Hood is the 74-year-old founder and president of the Institute for Systems Biology in Seattle, and is known as a father of the genomics field, having invented automated DNA sequencing. In a talk on Monday at the Computer History Museum in Mountain View, Calif., during the Personalized Medicine World Conference he described his vision for better, cheaper healthcare enabled by preventive “systems medicine.”
At the New York Genome Center blog, Kat McGowan reported on Hood’s talk and his explanation for why the term “personalized” doesn’t capture the enormity of the change coming in medicine:
“Instead, he said, we should be talking about “P-4 medicine”—individualized diagnostics and interventions combined with systems medicine approaches, patient-activated social networks, and the advent of Big Data. Together, these four trends will finally deliver the new era we’ve been waiting for, one with better care and moderated medical costs. … These changes will force companies in every part of the healthcare sector to revise their business plans within the next 10 years, predicted Hood.

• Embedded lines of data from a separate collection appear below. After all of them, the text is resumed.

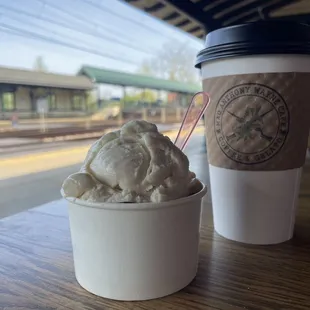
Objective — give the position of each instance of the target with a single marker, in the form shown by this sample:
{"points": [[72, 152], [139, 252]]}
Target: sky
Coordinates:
{"points": [[69, 33]]}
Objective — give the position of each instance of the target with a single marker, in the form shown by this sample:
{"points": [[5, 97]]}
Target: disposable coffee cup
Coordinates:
{"points": [[257, 126], [136, 251]]}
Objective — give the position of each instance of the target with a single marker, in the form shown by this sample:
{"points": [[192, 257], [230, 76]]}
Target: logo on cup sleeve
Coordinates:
{"points": [[251, 123]]}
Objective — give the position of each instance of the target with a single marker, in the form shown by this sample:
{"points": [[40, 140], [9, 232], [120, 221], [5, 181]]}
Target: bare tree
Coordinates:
{"points": [[39, 64], [175, 61]]}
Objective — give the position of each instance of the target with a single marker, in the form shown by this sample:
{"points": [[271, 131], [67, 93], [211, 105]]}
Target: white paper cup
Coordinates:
{"points": [[256, 207], [135, 251]]}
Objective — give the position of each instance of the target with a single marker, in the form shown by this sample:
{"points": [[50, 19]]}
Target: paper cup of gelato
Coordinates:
{"points": [[134, 211]]}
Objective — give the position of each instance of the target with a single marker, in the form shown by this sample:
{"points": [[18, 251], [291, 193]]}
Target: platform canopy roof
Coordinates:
{"points": [[105, 76], [197, 17], [24, 77]]}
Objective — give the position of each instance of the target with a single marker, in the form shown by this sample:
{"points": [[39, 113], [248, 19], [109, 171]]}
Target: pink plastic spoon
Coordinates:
{"points": [[192, 116]]}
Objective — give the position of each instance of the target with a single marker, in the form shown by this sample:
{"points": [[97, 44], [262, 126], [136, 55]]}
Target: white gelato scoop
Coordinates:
{"points": [[133, 164]]}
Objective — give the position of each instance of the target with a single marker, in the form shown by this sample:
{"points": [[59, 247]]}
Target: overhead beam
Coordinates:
{"points": [[265, 11], [302, 18], [193, 12], [243, 9]]}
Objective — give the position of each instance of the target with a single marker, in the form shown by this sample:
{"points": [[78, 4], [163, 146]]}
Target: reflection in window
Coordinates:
{"points": [[8, 101], [52, 102], [77, 102]]}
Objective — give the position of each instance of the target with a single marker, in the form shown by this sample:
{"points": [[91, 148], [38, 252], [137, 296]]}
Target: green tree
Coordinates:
{"points": [[175, 61], [39, 64]]}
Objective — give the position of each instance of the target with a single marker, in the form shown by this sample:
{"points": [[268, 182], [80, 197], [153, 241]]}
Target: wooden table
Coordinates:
{"points": [[36, 267]]}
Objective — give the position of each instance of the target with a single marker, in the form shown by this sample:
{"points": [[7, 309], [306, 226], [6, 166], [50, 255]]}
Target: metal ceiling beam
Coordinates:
{"points": [[264, 11], [222, 6], [194, 12], [302, 18], [243, 9]]}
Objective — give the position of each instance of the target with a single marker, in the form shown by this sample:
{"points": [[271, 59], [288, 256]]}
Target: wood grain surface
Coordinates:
{"points": [[36, 267]]}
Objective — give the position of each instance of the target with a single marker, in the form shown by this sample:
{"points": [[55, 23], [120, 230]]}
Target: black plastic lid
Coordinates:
{"points": [[264, 37]]}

Earlier diagnosis, patient stratification, optimizing wellness, and the plummeting cost of digital technology will ultimately reduce costs in the healthcare system.”
Hood has been advancing that vision for two years at P4Mi, another institute he founded alongside the Institute for Systems Biology. Short for Predictive, Preventive, Personalized, and Participatory Medicine Institute, P4Mi aims to “deploy cutting-edge clinical measurement techniques developed by ISB to generate the P4 cloud of personalized health data using genomic, proteomic, and cellular analyses.” According to the institute, those kinds of data, in enormous volumes, will revolutionize healthcare and reduce costs.